It's the continuation of a low-interest rate environment through mid-2015 that has mREIT investors feeling fine. The Fed has committed to keep interest rates low for at least another 2 ½ years. This environment benefits mortgage REITs as they generate income from the spread between the interest income on mortgage-backed securities and the costs of borrowing to finance their acquisition of mortgage-backed securities. Those who prefer owning a basket of mREITs over single selections may want to consider the iShares FTSE NAREIT Mortgage Plus Capped Index Fund (NYSEARCA:REM). This fund yields a generous 11.28%.
This fund is composed of 28 mortgage REITs, one industrial office REIT, and a small percentage in S-T securities. It has an expense ratio of 0.48%. I'd like to highlight REM's top 5 holdings.
% of Fund
Annaly Capital Management (NYSE:NLY)
American Capital Agency Corp. (NASDAQ:AGNC)
Two Harbors Investment Corp. (NYSE:TWO)
MFA Financial Inc. (NYSE:MFA)
Chimera Investment Corp. (NYSE:CIM)
The largest holding in the fund, Annaly, is also the largest mREIT listed on the New York Stock Exchange. Interestingly, Chimera is a subsidiary of Annaly, so Annaly essentially accounts for over 26% of the REM ETF. It is important to note that virtually all of the investment securities owned by Annaly are guaranteed by U.S. Government agencies and have an actual or implied AAA rating.

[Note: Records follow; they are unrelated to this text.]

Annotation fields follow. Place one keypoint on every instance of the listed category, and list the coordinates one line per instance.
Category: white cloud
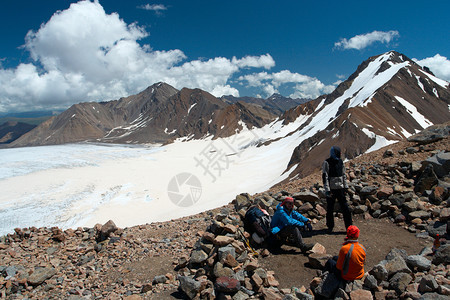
(84, 54)
(305, 86)
(438, 64)
(362, 41)
(157, 8)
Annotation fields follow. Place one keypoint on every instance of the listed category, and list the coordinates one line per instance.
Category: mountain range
(388, 98)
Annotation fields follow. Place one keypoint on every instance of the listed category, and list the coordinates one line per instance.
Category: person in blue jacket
(286, 224)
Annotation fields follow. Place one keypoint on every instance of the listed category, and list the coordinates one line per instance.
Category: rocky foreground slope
(204, 256)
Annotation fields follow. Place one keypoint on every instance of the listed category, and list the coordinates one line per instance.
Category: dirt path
(378, 236)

The company owns a combination of adjustable, floating, and fixed-rate mortgage backed securities.
American Capital Agency invests in agency securities where the principal and interest are guaranteed by a U.S. Government agency or a U.S. Government sponsored agency. Its asset mix is made primarily of fixed mortgages of 30, 20, and 15 year durations.

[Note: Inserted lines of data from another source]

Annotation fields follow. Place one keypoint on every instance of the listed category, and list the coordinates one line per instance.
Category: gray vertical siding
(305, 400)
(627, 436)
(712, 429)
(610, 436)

Two Harbors focuses on investing in residential mortgage-backed securities. It manages a portfolio of Agency and non-Agency mortgage-backed securities. Its primary shareholder objective is to deliver dividends, while its secondary priority is to achieve capital appreciation.

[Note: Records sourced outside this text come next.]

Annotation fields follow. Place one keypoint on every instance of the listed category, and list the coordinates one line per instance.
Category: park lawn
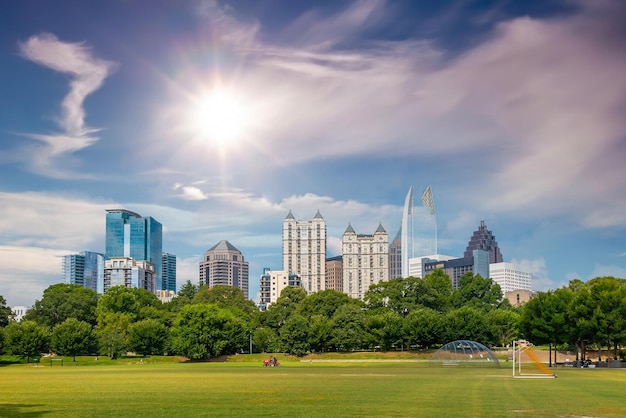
(304, 389)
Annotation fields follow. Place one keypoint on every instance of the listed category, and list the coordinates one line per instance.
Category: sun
(220, 117)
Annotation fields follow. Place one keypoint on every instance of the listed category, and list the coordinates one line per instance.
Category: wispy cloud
(88, 73)
(538, 101)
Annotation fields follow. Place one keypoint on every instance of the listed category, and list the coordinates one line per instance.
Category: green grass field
(241, 387)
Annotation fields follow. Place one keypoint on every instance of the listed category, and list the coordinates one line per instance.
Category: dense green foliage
(400, 314)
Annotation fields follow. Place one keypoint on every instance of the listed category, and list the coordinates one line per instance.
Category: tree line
(399, 314)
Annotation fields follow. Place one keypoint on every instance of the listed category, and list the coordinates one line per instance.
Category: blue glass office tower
(128, 234)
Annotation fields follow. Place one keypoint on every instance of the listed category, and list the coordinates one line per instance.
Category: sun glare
(220, 117)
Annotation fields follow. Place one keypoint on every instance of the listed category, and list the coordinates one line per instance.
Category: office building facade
(85, 269)
(365, 260)
(484, 240)
(128, 234)
(418, 231)
(168, 272)
(273, 283)
(304, 251)
(510, 277)
(334, 273)
(224, 264)
(126, 271)
(477, 263)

MFA Financial invests on a leveraged basis in residential mortgage-backed securities. MFA's mortgage-backed securities are mostly secured by pools of hybrid and adjustable-rate mortgage loans on single-family homes. The mortgages consist primarily of hybrids, ARMs, and 15-year fixed loans.
Outlook for mREITs
The low-interest rate environment is continuing, so I would expect the mREITs to continue to perform well for at least the next 2 ½ years. The spreads between interest income and costs should remain favorable for continued positive income generation. This should keep the generous yields intact. The mREITs as a whole are fairly valued. REM's net asset value per unit is $15, which is slightly below the current price of $15.03. This should still allow for some price appreciation while cash distributions are collected. Even if the price remains stagnant, who will complain about collecting an 11% yield?